十三人の刺客』(じゅうさんにんのしかく)は、谺雄一郎作・池宮彰一郎原案の日本書き下ろし時代小説。映画『十三人の刺客』(1963年公開)のリメイク版2010年秋に公開されるのを機に、オリジナル版のシナリオを基にして書き下ろした作品である。作者の谺雄一郎は雑誌の編集業に携わっており、隆慶一郎や池宮彰一郎などのデビューにも関わっている。時代小説家や歴史小説家と共に仕事をしてきた谺の、最初の小説作品でもある。

小説化に際して、登場人物の名前や設定、展開など、幾つかの点で変更がなされている。

なお、本作とは別に、大石直紀の著によるリメイク版映画のノベライズ『映画ノベライズ版 十三人の刺客』 が2010年8月に小学館文庫から刊行されている。

あらすじ[編集]

天保15年旧暦7月3日。
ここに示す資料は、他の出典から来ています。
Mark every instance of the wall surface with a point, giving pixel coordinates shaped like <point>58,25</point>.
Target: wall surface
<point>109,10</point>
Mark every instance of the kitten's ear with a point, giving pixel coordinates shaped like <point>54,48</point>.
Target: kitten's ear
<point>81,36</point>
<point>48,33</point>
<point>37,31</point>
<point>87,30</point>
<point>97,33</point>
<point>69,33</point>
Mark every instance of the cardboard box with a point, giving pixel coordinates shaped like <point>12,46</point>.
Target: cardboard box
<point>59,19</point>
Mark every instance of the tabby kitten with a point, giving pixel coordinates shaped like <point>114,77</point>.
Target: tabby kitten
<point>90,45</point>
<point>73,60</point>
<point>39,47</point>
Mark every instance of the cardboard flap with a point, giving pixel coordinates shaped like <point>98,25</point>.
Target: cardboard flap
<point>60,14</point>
老中筆頭土井大炊頭利位の屋敷の門前で1人の武士が切腹して果てた。その武士は明石藩江戸家老の間宮図書。藩主・松平斉宣の暴虐を訴えんがための憤死であった。斉宣は現将軍・徳川家慶の実弟であり、その乱行ぶりは世上の口に上っていても、それを将軍の耳に入れる者は誰もいなかった。そんな折、何も知らぬ将軍の意向により、斉宣が老中に就任することが決められた。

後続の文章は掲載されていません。